El Hombre de Nievepágina 2 / 5
«No lo entiendo -dijo para sí el hombre de nieve-, pero tengo el presentimiento de que insinúa algo desagradable. Algo me dice que aquel que me miraba tan fijamente y se marchó, al que él llama Sol, no es un amigo de quien pueda fiarme».
-¡Fuera, fuera! -volvió a ladrar el mastín, y, dando tres vueltas como un trompo, se metió a dormir en la perrera.
Efectivamente, cambió el tiempo. Por la mañana, una niebla espesa, húmeda y pegajosa, cubría toda la región. Al amanecer empezó a soplar el viento, un viento helado; el frío calaba hasta los huesos, pero ¡qué maravilloso espectáculo en cuanto salió el sol! Todos los árboles y arbustos estaban cubiertos de escarcha; parecían un bosque de blancos corales. Se habría dicho que las ramas estaban revestidas de deslumbrantes flores blancas. Las innúmeras ramillas, en verano invisibles por las hojas, destacaban ahora con toda precisión; era un encaje cegador, que brillaba en cada ramita. El abedul se movía a impulsos del viento; había vida en él, como la que en verano anima a los árboles. El espectáculo era de una magnificencia incomparable. Y ¡cómo refulgía todo, cuando salió el sol! Parecía que hubiesen espolvoreado el paisaje con polvos de diamante, y que grandes piedras preciosas brillasen sobre la capa de nieve.
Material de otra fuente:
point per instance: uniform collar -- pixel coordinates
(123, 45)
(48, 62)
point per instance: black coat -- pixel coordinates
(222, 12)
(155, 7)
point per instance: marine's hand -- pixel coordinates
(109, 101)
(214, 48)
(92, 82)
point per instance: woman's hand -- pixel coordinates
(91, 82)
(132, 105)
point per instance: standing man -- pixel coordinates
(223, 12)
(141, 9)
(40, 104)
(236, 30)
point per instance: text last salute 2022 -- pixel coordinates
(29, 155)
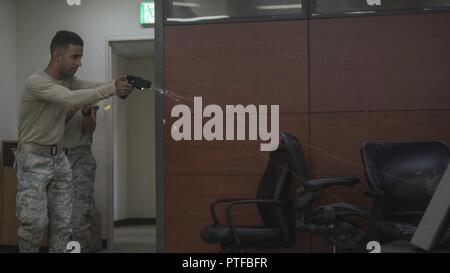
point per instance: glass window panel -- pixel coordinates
(198, 11)
(323, 8)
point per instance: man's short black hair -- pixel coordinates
(64, 38)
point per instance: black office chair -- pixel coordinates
(284, 194)
(402, 178)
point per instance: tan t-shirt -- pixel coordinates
(44, 105)
(74, 135)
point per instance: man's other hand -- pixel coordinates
(123, 88)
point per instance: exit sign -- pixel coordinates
(147, 13)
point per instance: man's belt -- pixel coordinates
(44, 150)
(77, 150)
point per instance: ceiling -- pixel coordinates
(134, 49)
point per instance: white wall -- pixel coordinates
(8, 111)
(141, 144)
(96, 21)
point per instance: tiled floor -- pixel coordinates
(134, 239)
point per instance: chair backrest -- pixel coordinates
(407, 172)
(280, 182)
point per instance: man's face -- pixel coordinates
(69, 60)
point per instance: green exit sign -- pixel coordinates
(147, 13)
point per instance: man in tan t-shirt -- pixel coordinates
(77, 141)
(45, 189)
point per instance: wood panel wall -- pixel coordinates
(338, 82)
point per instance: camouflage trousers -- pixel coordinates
(44, 197)
(83, 171)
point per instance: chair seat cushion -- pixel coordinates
(249, 235)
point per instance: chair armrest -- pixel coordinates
(212, 207)
(246, 202)
(375, 194)
(348, 181)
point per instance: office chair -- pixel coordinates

El centelleo hacía pensar en innúmeras lucecitas ardientes, más blancas aún que la blanca nieve.
-¡Qué incomparable belleza! -exclamó una muchacha, que salió al jardín en compañía de un joven, y se detuvo junto al hombre de nieve, desde el cual la pareja se quedó contemplando los árboles rutilantes.
-Ni en verano es tan bello el espectáculo -dijo, con ojos radiantes.
-Y entonces no se tiene un personaje como éste -añadió el joven, señalando el hombre de nieve- ¡Maravilloso!
La muchacha sonrió, y, dirigiendo un gesto con la cabeza al muñeco, se puso a bailar con su compañero en la nieve, que crujía bajo sus pies como si pisaran almidón.